Reuniões com comandantes militares

A Polícia Federal também cita as reuniões em que os comandantes das Forças Armadas teriam sido pressionados a aderir ao intento golpista.

Em 7 de dezembro de 2022 foi realizada a primeira reunião, onde, "após ter realizado pessoalmente ajustes na minuta do decreto presidencial, JAIR BOLSONARO convocou os Comandantes das Forças Militares no Palácio da Alvorada para apresentar o documento e pressionar as Forças Armadas a aderirem ao plano de abolição do Estado Democrático de Direito", destaca o documento, ressaltando que o comandante da Marinha, Almirante Garnier, havia aderido. 

Com as duas recusas, Bolsonaro se reuniu, em 9 de dezembro de 2022, com o general Estevam Theóphilo, comandante do Comandante de Operações Especiais (COTER), que aceitou executar as ações a cargo do Exército e capitanear as tropas terrestres, caso o então presidente assinasse o decreto.

No mesmo dia, Bolsonaro quebrou o silêncio e voltou a falar em público no Palácio da Alvorada e "seguiu a narrativa da organização criminosa, no sentido de manter a esperança dos manifestantes de que o então Presidente, juntamente com as Forças Armadas, iria tomar uma atitude para reverter o resultado das eleições presidenciais, fato que efetivamente estava em curso naquele momento".

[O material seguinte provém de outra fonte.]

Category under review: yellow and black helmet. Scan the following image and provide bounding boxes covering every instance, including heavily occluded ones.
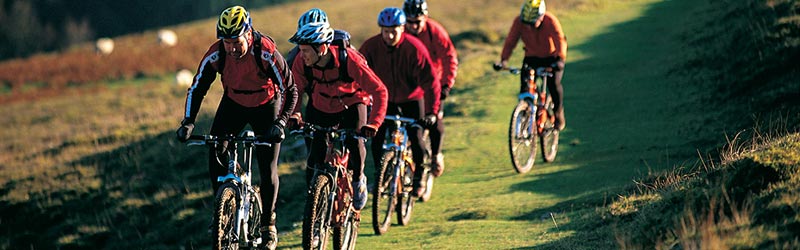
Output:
[520,0,546,24]
[217,6,252,39]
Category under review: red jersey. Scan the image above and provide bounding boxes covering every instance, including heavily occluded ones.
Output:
[359,34,440,115]
[501,13,568,61]
[407,18,458,91]
[291,45,388,127]
[184,33,297,123]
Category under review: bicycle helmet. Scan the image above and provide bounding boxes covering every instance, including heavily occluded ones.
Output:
[217,6,252,39]
[288,22,334,45]
[297,8,329,29]
[378,7,406,27]
[520,0,546,24]
[403,0,428,18]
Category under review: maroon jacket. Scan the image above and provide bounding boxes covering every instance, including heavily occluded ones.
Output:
[359,34,440,115]
[406,18,458,92]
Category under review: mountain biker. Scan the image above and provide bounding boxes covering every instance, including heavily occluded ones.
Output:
[287,21,388,211]
[497,0,567,130]
[359,7,440,198]
[402,0,458,178]
[175,6,297,250]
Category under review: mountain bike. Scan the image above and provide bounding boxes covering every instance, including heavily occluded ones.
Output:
[493,64,560,174]
[293,124,361,250]
[187,130,269,250]
[372,115,434,235]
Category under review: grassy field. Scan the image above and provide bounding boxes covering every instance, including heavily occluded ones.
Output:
[1,0,798,249]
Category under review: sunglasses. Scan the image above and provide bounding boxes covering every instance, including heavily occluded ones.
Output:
[406,19,423,24]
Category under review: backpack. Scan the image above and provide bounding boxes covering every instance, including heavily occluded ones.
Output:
[217,30,285,93]
[302,29,355,94]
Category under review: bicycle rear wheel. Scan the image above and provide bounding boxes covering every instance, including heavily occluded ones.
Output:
[303,174,333,250]
[540,96,559,162]
[396,154,415,226]
[509,99,537,173]
[419,131,435,202]
[372,150,397,235]
[333,210,359,250]
[213,183,240,250]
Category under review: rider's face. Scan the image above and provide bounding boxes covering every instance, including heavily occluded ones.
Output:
[298,44,327,66]
[381,26,404,46]
[223,32,250,59]
[404,15,426,35]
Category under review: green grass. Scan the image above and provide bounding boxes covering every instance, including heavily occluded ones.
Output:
[1,0,798,249]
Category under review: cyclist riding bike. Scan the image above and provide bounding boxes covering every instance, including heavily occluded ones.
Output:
[175,6,297,250]
[497,0,567,130]
[359,7,440,198]
[402,0,459,177]
[287,20,389,210]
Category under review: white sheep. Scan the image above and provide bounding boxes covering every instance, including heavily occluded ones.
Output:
[157,29,178,47]
[175,69,194,87]
[95,38,114,55]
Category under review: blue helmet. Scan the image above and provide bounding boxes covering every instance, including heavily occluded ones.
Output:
[288,22,334,45]
[297,8,329,29]
[378,7,406,27]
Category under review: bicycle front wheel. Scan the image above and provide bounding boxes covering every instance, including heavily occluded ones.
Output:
[540,96,559,162]
[333,210,359,250]
[303,174,333,250]
[372,150,398,235]
[509,99,537,173]
[213,183,240,250]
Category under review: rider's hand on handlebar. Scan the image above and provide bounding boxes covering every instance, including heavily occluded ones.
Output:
[176,119,194,142]
[493,60,508,71]
[266,119,285,143]
[287,112,303,130]
[421,114,438,127]
[360,124,378,138]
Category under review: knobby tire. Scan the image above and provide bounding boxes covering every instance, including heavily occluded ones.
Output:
[303,174,332,250]
[509,100,537,173]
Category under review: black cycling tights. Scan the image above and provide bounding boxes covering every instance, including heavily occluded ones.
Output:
[304,104,368,185]
[208,96,281,225]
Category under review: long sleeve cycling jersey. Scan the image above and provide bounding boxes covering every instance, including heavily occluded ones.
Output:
[407,18,458,91]
[501,13,568,62]
[359,34,440,115]
[183,33,298,124]
[291,45,388,128]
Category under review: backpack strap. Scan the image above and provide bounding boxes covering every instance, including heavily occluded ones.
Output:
[332,40,354,83]
[252,31,285,93]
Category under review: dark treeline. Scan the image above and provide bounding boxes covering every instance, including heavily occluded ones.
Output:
[0,0,287,60]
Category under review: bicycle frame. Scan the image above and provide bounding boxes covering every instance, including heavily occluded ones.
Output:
[188,130,271,247]
[382,115,419,197]
[519,66,555,135]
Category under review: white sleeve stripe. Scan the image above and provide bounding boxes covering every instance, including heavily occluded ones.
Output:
[185,51,220,118]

A PF ressalta ainda que "a expectativa entre os investigados de que um Golpe de Estado, apoiado pelos militares, ainda pudesse ocorrer perdurou já na vigência do novo governo, principalmente quando se desencadearam os atos golpistas do dia 08 de janeiro de 2023".

O relatório descreve que naquele dia, Mauro Cid começou a receber fotografias dos atos que ocorriam na Esplanada dos Ministérios enviadas por sua esposa, Gabriela Cid. Em resposta, o ex-ajudante de ordens de Bolsonaro disse que, caso o Exército brasileiro saísse dos quartéis, seria para aderir ao golpe. “Se o EB sair dos quartéis...é para aderir”, escreveu.